Daheim

Hans-Peter R. (63) hat keine Familie. Im Sune-Egge fühlt er sich trotzdem nicht einsam.

«Meine Eltern liessen sich scheiden, als ich vier war. Weil meine Mutter mit mir überfordert war, wuchs ich bei meiner Grossmutter im Glarnerland auf, wo sie ein Restaurant führte. Die Mutter meines Vaters zog mich auf und war der Anker in meinem Leben.

Nach der Oberschule machte ich keine Lehre, sondern begann gleich zu arbeiten. Zunächst sechs Jahre in einer Firma, die Grosshotelküchen produzierte. Das Büro ausgenommen versah ich sonst alle Chargen: von der Produktion über die Lagerbewirtschaftung bis zur Montage. Danach folgten Anstellungen im Holzbau und in der Autobranche. Mein Berufsleben nahm eine dramatische Wendung, als eines Tages eine Eisenstange auf mich herabfiel, einen Fuss zertrümmerte und meinen rechten Arm schwer verletzte. Als dann 1986 meine Grossmutter starb, brach die Katastrophe über mich herein. Ich verlor den einzigen Menschen, dem ich vertraute und bei dem ich Geborgenheit erlebte.

Dass man mich dann unter Vormundschaft stellte, ohne mit mir zu sprechen, warf mich vollends aus der Bahn. Es war eine  Demütigung sondergleichen.

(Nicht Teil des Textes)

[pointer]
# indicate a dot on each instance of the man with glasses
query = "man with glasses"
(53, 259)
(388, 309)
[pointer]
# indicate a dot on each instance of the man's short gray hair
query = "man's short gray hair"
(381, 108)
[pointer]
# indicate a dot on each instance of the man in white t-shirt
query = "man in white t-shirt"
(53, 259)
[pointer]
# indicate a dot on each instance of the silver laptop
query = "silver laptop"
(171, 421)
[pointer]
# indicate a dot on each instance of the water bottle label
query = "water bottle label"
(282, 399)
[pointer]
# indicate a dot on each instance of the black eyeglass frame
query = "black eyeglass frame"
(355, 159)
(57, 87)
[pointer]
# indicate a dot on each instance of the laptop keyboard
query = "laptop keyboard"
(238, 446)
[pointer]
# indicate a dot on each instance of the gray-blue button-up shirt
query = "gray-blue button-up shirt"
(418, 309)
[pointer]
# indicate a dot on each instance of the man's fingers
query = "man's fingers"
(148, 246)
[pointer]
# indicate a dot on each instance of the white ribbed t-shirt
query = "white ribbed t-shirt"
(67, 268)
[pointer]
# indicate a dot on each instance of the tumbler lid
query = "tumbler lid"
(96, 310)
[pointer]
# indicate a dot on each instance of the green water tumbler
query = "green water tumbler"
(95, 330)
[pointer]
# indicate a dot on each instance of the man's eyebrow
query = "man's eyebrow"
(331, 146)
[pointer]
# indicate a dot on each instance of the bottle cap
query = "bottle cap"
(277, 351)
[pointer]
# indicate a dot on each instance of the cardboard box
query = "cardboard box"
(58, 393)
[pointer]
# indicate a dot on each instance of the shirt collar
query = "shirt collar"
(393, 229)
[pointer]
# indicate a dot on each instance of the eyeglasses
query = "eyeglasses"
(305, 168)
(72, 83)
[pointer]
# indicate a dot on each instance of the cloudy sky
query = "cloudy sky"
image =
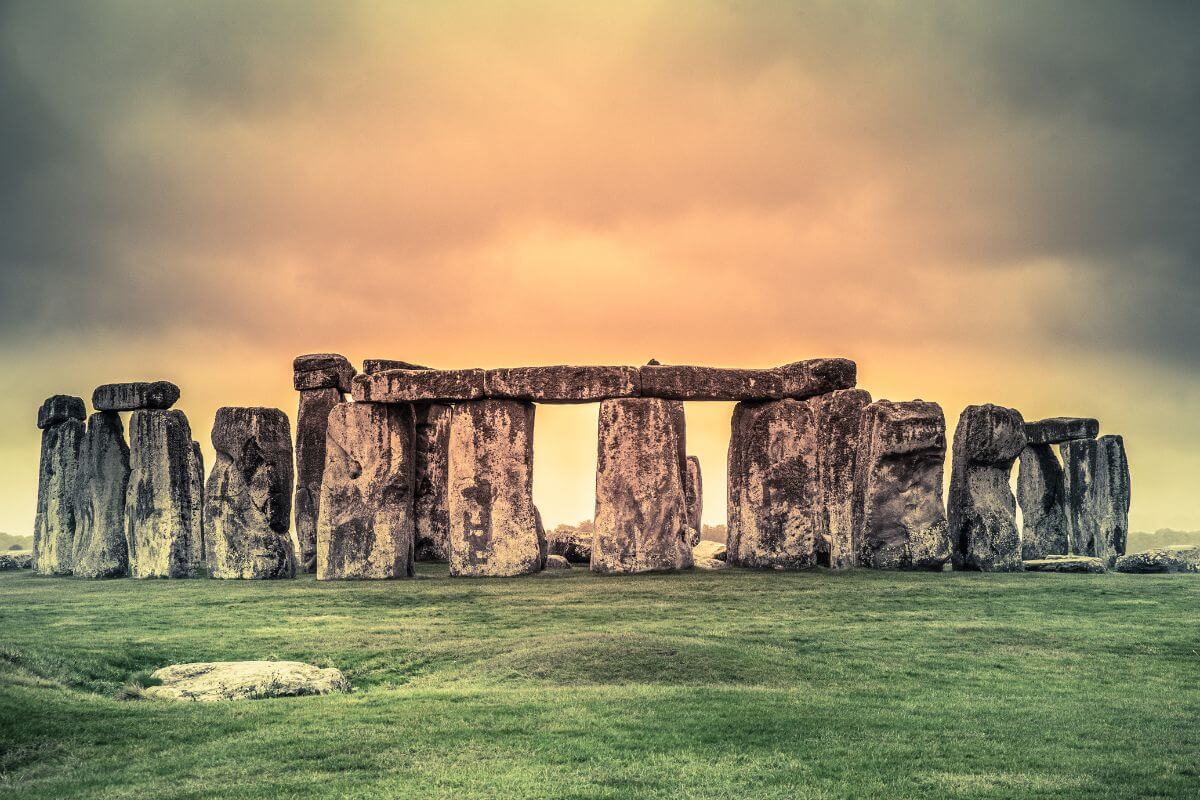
(977, 202)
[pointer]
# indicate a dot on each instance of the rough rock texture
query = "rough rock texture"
(54, 528)
(365, 529)
(641, 521)
(1039, 492)
(493, 524)
(1096, 486)
(1066, 564)
(1057, 429)
(131, 397)
(430, 503)
(244, 680)
(249, 495)
(312, 421)
(1180, 558)
(839, 415)
(982, 509)
(58, 409)
(162, 510)
(100, 548)
(775, 509)
(694, 492)
(899, 516)
(563, 384)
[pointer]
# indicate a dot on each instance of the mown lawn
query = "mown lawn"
(703, 685)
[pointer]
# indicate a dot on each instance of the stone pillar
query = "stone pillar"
(322, 379)
(60, 420)
(249, 495)
(365, 529)
(641, 519)
(899, 516)
(162, 509)
(100, 547)
(493, 525)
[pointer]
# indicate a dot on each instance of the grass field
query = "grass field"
(567, 685)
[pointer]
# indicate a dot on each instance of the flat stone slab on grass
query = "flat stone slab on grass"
(244, 680)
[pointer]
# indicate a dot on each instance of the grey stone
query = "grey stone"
(100, 547)
(247, 503)
(493, 523)
(162, 511)
(982, 509)
(641, 521)
(135, 396)
(365, 529)
(899, 516)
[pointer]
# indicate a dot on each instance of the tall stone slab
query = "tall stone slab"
(1041, 497)
(365, 529)
(100, 547)
(247, 500)
(162, 507)
(641, 518)
(775, 505)
(899, 515)
(982, 509)
(493, 524)
(60, 417)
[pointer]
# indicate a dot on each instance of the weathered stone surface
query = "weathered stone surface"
(562, 384)
(247, 501)
(1039, 492)
(1180, 558)
(58, 409)
(135, 396)
(493, 524)
(839, 416)
(244, 680)
(1056, 429)
(694, 492)
(430, 501)
(899, 516)
(312, 421)
(419, 385)
(100, 548)
(162, 511)
(641, 521)
(1066, 564)
(982, 509)
(365, 529)
(54, 528)
(775, 510)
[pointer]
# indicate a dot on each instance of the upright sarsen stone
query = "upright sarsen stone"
(493, 524)
(899, 516)
(100, 547)
(247, 504)
(641, 519)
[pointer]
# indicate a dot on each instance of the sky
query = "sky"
(976, 202)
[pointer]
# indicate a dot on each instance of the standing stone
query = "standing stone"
(838, 419)
(100, 547)
(982, 507)
(1039, 492)
(60, 419)
(641, 522)
(694, 491)
(161, 505)
(493, 525)
(899, 516)
(365, 529)
(775, 510)
(431, 509)
(249, 495)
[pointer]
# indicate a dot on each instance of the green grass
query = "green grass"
(703, 685)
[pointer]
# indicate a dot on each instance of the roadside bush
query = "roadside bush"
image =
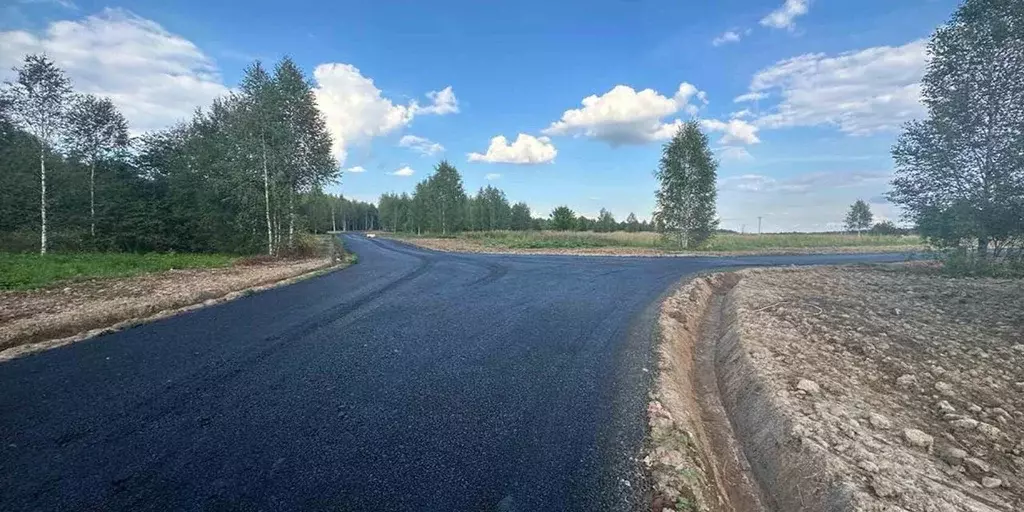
(968, 263)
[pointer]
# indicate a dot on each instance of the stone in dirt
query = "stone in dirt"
(906, 380)
(879, 421)
(916, 438)
(989, 482)
(808, 386)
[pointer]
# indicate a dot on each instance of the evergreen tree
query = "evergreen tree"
(520, 217)
(38, 100)
(686, 198)
(859, 217)
(562, 219)
(960, 172)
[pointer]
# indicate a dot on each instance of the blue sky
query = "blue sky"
(403, 84)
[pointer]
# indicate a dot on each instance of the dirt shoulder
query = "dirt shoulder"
(469, 246)
(36, 320)
(846, 388)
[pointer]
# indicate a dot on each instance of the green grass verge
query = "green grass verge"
(724, 242)
(25, 271)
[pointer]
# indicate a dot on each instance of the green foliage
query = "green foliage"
(24, 271)
(562, 219)
(859, 217)
(960, 172)
(242, 176)
(686, 198)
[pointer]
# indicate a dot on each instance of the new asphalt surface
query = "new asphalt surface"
(414, 380)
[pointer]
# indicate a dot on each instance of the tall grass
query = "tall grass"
(725, 242)
(23, 271)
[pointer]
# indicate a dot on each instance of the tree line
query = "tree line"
(243, 175)
(439, 205)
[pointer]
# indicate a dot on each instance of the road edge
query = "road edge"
(29, 348)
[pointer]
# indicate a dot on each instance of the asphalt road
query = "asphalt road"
(413, 380)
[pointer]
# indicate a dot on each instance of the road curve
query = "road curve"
(415, 380)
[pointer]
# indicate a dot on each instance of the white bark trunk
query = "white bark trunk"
(42, 200)
(266, 202)
(92, 198)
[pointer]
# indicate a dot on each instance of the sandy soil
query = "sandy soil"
(41, 318)
(848, 388)
(469, 246)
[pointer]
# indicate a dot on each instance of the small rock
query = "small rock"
(975, 465)
(916, 438)
(879, 421)
(808, 386)
(883, 487)
(952, 456)
(989, 431)
(964, 424)
(989, 482)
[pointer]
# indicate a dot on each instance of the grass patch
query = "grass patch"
(25, 271)
(724, 242)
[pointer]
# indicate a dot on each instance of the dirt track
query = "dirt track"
(845, 389)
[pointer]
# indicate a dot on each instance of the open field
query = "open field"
(905, 391)
(24, 271)
(652, 244)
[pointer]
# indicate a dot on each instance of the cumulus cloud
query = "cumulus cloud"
(861, 92)
(156, 78)
(734, 154)
(624, 116)
(734, 131)
(785, 15)
(356, 111)
(525, 150)
(422, 145)
(750, 96)
(726, 38)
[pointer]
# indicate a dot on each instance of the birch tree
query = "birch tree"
(95, 130)
(39, 99)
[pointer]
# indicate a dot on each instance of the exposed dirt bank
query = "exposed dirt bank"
(37, 320)
(844, 388)
(469, 246)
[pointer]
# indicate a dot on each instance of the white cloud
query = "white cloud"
(356, 111)
(734, 131)
(734, 154)
(784, 16)
(525, 150)
(725, 38)
(624, 116)
(861, 92)
(441, 102)
(155, 77)
(750, 96)
(422, 145)
(803, 183)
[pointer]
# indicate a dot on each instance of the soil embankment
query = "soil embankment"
(840, 389)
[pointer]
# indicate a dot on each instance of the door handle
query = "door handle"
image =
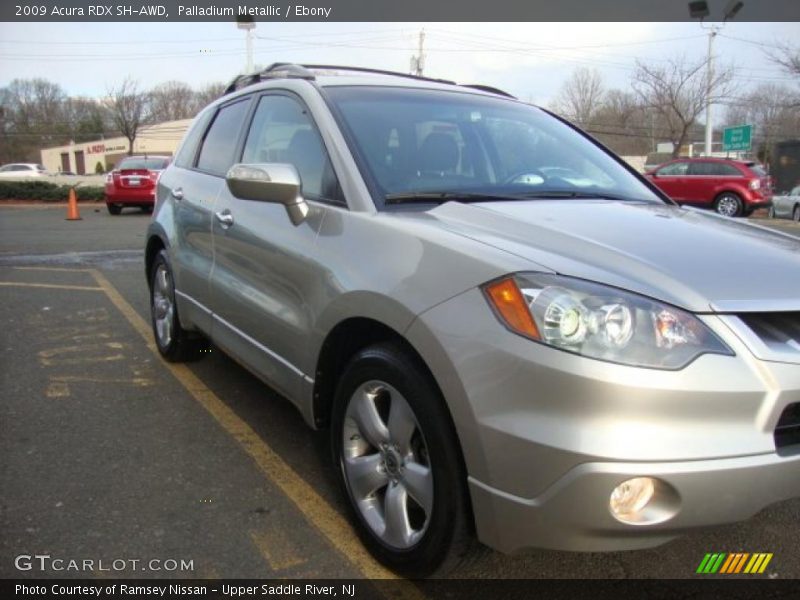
(225, 218)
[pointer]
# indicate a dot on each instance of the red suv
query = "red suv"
(133, 183)
(732, 187)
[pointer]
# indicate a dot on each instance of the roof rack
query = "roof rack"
(377, 72)
(488, 88)
(295, 71)
(274, 71)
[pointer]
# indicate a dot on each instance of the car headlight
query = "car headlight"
(600, 322)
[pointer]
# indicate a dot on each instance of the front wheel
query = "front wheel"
(399, 462)
(729, 205)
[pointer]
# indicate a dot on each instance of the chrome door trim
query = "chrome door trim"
(246, 337)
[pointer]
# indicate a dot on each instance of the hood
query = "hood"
(690, 258)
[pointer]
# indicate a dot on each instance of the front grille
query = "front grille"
(787, 432)
(779, 331)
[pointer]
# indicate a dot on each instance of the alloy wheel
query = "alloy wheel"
(386, 465)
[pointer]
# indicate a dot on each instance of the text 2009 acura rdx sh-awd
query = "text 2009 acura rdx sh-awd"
(506, 330)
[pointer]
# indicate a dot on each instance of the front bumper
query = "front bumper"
(547, 435)
(574, 514)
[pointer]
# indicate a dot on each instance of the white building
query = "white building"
(83, 158)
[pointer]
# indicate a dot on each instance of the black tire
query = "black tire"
(442, 536)
(729, 204)
(176, 344)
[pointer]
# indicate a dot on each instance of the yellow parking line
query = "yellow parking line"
(65, 269)
(316, 510)
(52, 286)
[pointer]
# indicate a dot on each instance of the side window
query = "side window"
(674, 169)
(728, 170)
(216, 155)
(703, 169)
(188, 149)
(282, 132)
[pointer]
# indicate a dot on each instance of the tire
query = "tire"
(173, 342)
(729, 204)
(395, 450)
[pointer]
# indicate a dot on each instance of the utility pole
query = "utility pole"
(249, 42)
(698, 9)
(248, 24)
(418, 61)
(712, 33)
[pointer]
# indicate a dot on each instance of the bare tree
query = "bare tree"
(172, 101)
(677, 91)
(129, 109)
(207, 95)
(581, 96)
(623, 124)
(787, 57)
(772, 111)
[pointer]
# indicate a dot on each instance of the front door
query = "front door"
(193, 187)
(266, 268)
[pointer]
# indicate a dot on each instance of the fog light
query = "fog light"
(632, 496)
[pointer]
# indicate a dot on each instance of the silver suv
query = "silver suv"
(507, 330)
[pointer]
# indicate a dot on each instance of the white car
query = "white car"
(22, 171)
(786, 206)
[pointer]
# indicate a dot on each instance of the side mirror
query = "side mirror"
(269, 182)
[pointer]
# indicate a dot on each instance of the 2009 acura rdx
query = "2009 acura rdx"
(507, 330)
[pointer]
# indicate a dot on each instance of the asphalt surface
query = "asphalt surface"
(107, 453)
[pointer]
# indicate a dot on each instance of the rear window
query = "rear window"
(757, 169)
(141, 162)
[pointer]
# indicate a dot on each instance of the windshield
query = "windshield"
(140, 162)
(414, 143)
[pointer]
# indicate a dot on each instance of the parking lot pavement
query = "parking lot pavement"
(109, 453)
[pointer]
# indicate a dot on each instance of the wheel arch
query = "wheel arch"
(343, 341)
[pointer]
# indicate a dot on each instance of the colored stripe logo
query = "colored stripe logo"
(735, 563)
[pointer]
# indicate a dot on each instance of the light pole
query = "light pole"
(699, 10)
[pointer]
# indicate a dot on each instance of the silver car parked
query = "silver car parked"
(786, 206)
(499, 350)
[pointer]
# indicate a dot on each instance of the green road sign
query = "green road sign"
(737, 138)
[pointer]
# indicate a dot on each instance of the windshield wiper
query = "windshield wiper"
(441, 197)
(577, 194)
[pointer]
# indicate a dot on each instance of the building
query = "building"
(84, 158)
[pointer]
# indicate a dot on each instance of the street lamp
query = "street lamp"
(699, 10)
(248, 24)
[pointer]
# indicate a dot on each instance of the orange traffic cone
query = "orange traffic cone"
(72, 206)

Ich konnte mich nicht wehren und wurde in ein Heim im Berner Seeland verfrachtet. Diese Ungerechtigkeit macht mich noch heute fuchsteufelswild. Fortan verfügte ein Vormund über mich. Und er tat dies perfid und rücksichtslos. So erfuhr ich zum Beispiel erst zwei Jahre später und zufällig, dass ich eine IV-Rente hatte.

Doch nun war das Mass voll. Ich büxte aus, ging nach Zürich und fand Arbeit in einem Hotel unweit des Platzspitzes. Ich hatte schon vorher Drogen konsumiert. Seelisch aus dem Gleichgewicht und mit Blick auf den Platzspitz, zog mich nun die flirrende Atmosphäre der offenen Drogenszene magisch an. Hier begegnete ich auch erstmals Pfarrer Sieber. «Was ist denn das für ein sympathischer Clown», dachte ich mir.

In seinem Sozialwerk fand ich schliesslich ein Daheim. Im Sune-Egge kann ich es am besten mit den Kunsttherapeutinnen Jana und Yvonne. Wir haben es oft lustig, führen aber auch tiefgründige Gespräche. Beim Malen gebe ich meiner Kreativität Ausdruck. Auch wenn keine Angehörigen mehr da sind – Angst vor dem einsamen Sterben habe ich nicht, weil ich im Sune-Egge einige liebe Leute gefunden habe. Das reicht mir.»